I have been using Cloudflare tunnels to serve a web site from a Windows IIS site. This site has been up for a few months and is working well. However, beginning last week, my cloudflared process is using consistently 20% cpu on a 4 vcpu server. The site is serving roughly 20GB of traffic per day. Cloudflared has historically used 5-10% cpu and now it is using 15-25% cpu. I’m curious to know what affects cpu usage of that process and where I should begin to troublleshoot what caused this increase over the last week. The increase cpu cannot be tied to an increase in traffic. It is quite the opposite. Approx a week ago, total traffic to my site decreased 10-20% at the same time my cpu increased 10-20%.
I’ve confirmed my theory: your Tunnel was automatically enrolled into using protocol: quic (transparently) roughly 1 week ago.
It is not surprising that QUIC-based proxying uses a bit more CPU, since the congestion control, reliable delivery, etc… all happen in user land, whereas plain old HTTP1/2 delegates a lot of that to the TCP netstack from the kernel.
Interesting! I did notice the connection error last week when I didn’t have the quic protocol opened outbound from my web servers. I opened the protocol and the tunnel started successfully.
For my deeper understanding, Is there any somewhere I can read about these differences?
No offense, but your and my understanding of a ‘pretty good discussion’ are very different.
This discussion thoroughly explains how expensive quic is in terms of cpu usage and packet exchange.
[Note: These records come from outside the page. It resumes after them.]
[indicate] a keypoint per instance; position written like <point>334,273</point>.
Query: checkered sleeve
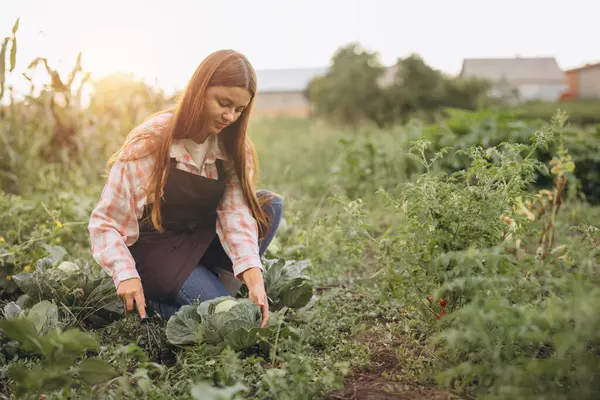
<point>113,224</point>
<point>236,226</point>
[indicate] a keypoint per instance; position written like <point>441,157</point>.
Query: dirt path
<point>384,379</point>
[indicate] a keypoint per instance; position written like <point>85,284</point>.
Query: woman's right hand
<point>130,291</point>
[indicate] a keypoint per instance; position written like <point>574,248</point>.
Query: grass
<point>368,333</point>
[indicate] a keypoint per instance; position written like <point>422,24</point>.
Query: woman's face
<point>223,105</point>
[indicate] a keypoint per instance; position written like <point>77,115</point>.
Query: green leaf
<point>44,316</point>
<point>185,327</point>
<point>24,331</point>
<point>205,391</point>
<point>298,294</point>
<point>12,310</point>
<point>65,347</point>
<point>56,252</point>
<point>241,339</point>
<point>95,371</point>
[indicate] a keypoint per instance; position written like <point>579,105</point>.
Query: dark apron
<point>189,217</point>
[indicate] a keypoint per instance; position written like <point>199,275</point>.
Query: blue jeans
<point>203,284</point>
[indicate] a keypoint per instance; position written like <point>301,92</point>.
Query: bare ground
<point>387,378</point>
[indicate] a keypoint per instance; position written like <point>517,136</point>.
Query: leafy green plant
<point>223,321</point>
<point>85,294</point>
<point>286,284</point>
<point>60,350</point>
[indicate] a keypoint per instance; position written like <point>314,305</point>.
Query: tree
<point>349,92</point>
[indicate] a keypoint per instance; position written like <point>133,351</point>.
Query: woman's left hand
<point>256,291</point>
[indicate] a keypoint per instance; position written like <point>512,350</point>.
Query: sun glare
<point>116,50</point>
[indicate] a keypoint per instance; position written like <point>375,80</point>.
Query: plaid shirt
<point>114,226</point>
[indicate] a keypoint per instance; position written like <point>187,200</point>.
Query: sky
<point>162,42</point>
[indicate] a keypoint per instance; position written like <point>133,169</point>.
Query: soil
<point>383,379</point>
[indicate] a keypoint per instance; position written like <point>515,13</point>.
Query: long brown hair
<point>221,68</point>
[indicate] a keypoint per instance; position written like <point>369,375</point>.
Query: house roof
<point>514,70</point>
<point>586,66</point>
<point>286,80</point>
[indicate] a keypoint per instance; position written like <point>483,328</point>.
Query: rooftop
<point>534,69</point>
<point>286,80</point>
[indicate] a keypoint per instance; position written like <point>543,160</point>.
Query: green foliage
<point>59,350</point>
<point>509,305</point>
<point>349,93</point>
<point>358,88</point>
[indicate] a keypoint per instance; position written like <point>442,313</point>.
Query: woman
<point>211,228</point>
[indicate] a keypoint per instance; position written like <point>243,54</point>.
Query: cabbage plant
<point>220,322</point>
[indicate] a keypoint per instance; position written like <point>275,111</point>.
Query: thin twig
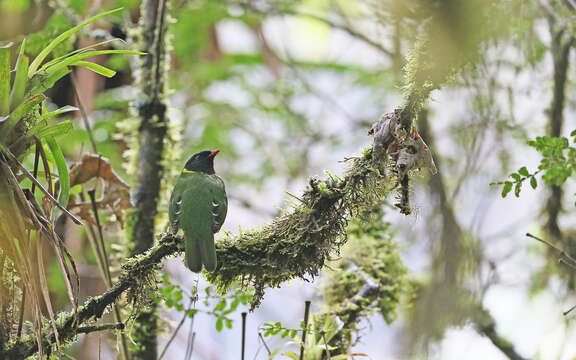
<point>176,330</point>
<point>243,333</point>
<point>306,315</point>
<point>569,310</point>
<point>562,252</point>
<point>35,181</point>
<point>103,327</point>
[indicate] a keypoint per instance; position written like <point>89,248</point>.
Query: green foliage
<point>172,296</point>
<point>320,333</point>
<point>298,243</point>
<point>558,158</point>
<point>558,163</point>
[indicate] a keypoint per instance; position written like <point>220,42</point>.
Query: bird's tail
<point>200,250</point>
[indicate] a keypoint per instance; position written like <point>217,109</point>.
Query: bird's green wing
<point>219,203</point>
<point>175,206</point>
<point>196,221</point>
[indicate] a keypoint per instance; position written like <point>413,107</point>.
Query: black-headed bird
<point>198,206</point>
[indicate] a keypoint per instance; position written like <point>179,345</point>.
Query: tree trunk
<point>152,131</point>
All of which is above my head and probably 99% of Server/Network admins.
I think I will look into configuring my tunnels to not use quic. Otherwise I have to justify to my boss why we are spending 50% more CPU on these servers.
The general idea is that the usual HTTP over TCP we’re used to has had a long time to be optimized, hardware accelerated and deeply integrated into kernels whereas QUIC is a relatively new technology that hasn’t had as long to get there yet.